STOVETOP CHICKEN QUESADILLA

  • Heat a skillet or pan on medium-high heat. Add a tablespoon of oil. Add sliced onions, and bell peppers, and saute for 2-3 minutes. Season with some salt and pepper. Remove sauteed onions, and bell pepper, keep them aside.
  • Add a tablespoon of oil. Sear the chicken for 2-3 minutes on each side. Do not overcrowd the pan, work in batches. Remove the chicken and keep it aside. Finish with the remaining chicken pieces.
  • Add chicken broth, and deglaze the pan. Add seared chicken back to the pan. Simmer until the chicken is cooked through and the liquid is almost evaporated. Remove the chicken pieces. Shred the chicken using a fork, and return the shredded chicken to the pan.
  • Add the sauteed onions, and bell peppers, and stir to combine well. Turn OFF the heat.

HOW TO ASSEMBLE CHICKEN QUESADILLA

  • Heat a skillet or griddle on medium-high heat. Grease the skillet with some oil.
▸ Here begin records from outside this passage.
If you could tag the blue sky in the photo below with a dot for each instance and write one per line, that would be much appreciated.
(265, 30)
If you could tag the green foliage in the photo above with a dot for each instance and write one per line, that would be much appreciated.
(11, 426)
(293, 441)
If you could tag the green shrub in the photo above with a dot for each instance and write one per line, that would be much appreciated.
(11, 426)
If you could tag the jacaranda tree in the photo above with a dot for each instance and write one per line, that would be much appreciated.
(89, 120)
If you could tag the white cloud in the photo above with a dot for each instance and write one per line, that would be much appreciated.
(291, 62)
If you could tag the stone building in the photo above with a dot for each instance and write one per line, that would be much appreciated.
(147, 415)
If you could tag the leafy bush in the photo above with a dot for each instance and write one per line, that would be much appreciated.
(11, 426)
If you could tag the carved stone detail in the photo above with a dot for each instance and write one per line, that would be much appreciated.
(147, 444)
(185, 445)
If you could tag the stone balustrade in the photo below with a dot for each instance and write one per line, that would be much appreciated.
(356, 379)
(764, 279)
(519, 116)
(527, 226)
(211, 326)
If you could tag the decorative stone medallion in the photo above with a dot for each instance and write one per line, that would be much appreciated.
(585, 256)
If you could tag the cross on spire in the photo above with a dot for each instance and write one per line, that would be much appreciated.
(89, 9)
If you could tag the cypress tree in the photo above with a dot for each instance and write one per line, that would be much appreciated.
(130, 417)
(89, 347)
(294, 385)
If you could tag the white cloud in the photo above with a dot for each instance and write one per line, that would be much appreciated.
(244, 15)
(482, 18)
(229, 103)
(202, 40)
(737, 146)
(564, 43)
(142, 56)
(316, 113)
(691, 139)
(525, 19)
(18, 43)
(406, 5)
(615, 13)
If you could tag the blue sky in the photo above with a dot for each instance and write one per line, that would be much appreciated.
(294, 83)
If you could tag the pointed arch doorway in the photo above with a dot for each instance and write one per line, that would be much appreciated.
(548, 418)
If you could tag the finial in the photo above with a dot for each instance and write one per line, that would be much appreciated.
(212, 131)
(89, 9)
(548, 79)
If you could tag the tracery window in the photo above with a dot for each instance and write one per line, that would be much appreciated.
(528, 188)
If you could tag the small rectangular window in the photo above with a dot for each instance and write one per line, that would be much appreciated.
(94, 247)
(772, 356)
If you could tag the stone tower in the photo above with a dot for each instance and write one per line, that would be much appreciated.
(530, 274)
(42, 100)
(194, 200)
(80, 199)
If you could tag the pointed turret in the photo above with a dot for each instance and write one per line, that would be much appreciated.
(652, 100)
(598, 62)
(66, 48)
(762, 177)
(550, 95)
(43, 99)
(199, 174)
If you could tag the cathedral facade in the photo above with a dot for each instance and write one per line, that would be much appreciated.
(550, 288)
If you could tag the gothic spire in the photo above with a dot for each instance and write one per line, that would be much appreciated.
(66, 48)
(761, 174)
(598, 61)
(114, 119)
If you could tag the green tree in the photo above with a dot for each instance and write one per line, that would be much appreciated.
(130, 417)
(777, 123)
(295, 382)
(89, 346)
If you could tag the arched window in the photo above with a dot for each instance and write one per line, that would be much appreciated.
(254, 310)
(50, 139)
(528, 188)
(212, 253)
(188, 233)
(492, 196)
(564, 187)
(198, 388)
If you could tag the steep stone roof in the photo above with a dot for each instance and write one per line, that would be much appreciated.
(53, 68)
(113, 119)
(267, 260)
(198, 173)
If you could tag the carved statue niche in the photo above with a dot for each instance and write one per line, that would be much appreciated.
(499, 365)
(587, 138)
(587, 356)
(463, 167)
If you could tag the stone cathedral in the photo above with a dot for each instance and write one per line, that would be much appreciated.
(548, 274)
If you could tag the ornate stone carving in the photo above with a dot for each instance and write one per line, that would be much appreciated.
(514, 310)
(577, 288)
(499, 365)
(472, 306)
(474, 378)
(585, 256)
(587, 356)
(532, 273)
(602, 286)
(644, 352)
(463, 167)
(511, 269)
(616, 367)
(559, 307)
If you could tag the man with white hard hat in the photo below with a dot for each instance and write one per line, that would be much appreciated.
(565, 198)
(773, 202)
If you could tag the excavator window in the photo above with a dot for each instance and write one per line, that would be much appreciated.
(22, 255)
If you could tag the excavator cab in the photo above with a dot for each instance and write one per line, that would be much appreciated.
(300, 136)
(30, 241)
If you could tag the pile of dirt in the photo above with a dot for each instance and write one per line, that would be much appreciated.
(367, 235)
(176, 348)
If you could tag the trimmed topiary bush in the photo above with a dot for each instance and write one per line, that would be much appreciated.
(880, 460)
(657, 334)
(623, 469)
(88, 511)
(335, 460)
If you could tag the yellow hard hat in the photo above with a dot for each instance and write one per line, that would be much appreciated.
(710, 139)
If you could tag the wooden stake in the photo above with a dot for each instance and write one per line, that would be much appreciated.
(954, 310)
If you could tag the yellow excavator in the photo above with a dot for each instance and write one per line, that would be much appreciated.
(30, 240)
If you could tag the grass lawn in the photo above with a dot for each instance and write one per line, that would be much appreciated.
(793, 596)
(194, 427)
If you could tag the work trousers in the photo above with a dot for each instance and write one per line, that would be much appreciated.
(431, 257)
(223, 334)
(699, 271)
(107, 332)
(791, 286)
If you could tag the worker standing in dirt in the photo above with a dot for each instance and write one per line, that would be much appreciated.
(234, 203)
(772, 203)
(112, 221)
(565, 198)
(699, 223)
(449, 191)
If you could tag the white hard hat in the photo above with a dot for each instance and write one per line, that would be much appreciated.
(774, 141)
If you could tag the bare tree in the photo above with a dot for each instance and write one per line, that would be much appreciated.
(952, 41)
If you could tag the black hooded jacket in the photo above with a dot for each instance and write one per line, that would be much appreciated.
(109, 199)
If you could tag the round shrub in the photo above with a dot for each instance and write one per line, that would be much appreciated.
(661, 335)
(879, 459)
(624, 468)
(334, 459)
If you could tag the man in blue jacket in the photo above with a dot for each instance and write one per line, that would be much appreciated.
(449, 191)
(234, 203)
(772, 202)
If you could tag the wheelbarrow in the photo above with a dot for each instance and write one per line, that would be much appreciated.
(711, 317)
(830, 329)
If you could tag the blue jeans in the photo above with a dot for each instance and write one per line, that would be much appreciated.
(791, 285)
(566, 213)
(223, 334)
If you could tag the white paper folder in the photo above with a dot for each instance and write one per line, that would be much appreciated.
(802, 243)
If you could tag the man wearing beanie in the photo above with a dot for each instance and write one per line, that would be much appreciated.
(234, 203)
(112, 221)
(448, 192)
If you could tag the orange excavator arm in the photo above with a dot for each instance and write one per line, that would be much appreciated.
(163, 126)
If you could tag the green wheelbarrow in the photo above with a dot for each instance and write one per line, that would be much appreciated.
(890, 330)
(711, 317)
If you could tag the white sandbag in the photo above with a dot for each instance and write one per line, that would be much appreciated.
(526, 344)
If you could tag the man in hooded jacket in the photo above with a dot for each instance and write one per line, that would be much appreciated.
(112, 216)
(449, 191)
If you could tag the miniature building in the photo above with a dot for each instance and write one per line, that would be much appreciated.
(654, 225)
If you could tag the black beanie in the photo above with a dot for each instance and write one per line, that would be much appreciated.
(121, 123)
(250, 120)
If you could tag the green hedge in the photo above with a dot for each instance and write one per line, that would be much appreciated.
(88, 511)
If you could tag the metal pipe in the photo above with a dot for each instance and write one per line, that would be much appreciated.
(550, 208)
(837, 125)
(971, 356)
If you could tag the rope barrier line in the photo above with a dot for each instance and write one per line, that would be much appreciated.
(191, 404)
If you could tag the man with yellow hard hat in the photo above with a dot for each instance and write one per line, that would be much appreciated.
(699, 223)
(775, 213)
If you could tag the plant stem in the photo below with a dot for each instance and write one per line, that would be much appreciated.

Place a flour tortilla in the skillet. The top half of the tortilla with a layer of cheese, chicken-pepper-onion mixture, and some more grated cheese.
  • Fold the other half of the tortilla over, and cook for 2-3 minutes, or until golden.
    Note: I use a lid, to apply some weight evenly, for the extra crispy quesadilla. You can use the spatula as well.
  • Apply some oil on top of the tortilla, carefully flip the quesadilla to the other side, and cook until golden. Repeat with remaining quesadillas.
  • Slice the quesadilla into wedges, and serve with Pico de Gallo and a dollop of sour cream. Enjoy!!

HOW TO MAKE PICO DE GALLA

  • In a bowl, combine all the ingredients – chopped tomatoes, chopped onions, chopped jalapeno, and a handful of fresh cilantro. Squeeze fresh lemon juice, and salt to taste. Mix well to combine. Enjoy homemade Pico De Gallo!!

Notes

Use 2 tablespoons of store-bought TACO seasoning, instead of homemade seasoning. 
You can also use 2 large boneless, skinless, chicken breasts for this recipe.
Please use timing as a guideline. Depending upon the size of the chicken pieces, adjust the cooking time.
Please refer to the post for the following:
  1. PRO TIPS FOR BEST CHICKEN QUESADILLA
  2. VARIATIONS TO THIS CHICKEN QUESADILLA
  3. FREQUENTLY ASKED QUESTIONS

Disclaimer

Nutrition values are my best estimates. If you rely on them for your diet, use your preferred nutrition calculator.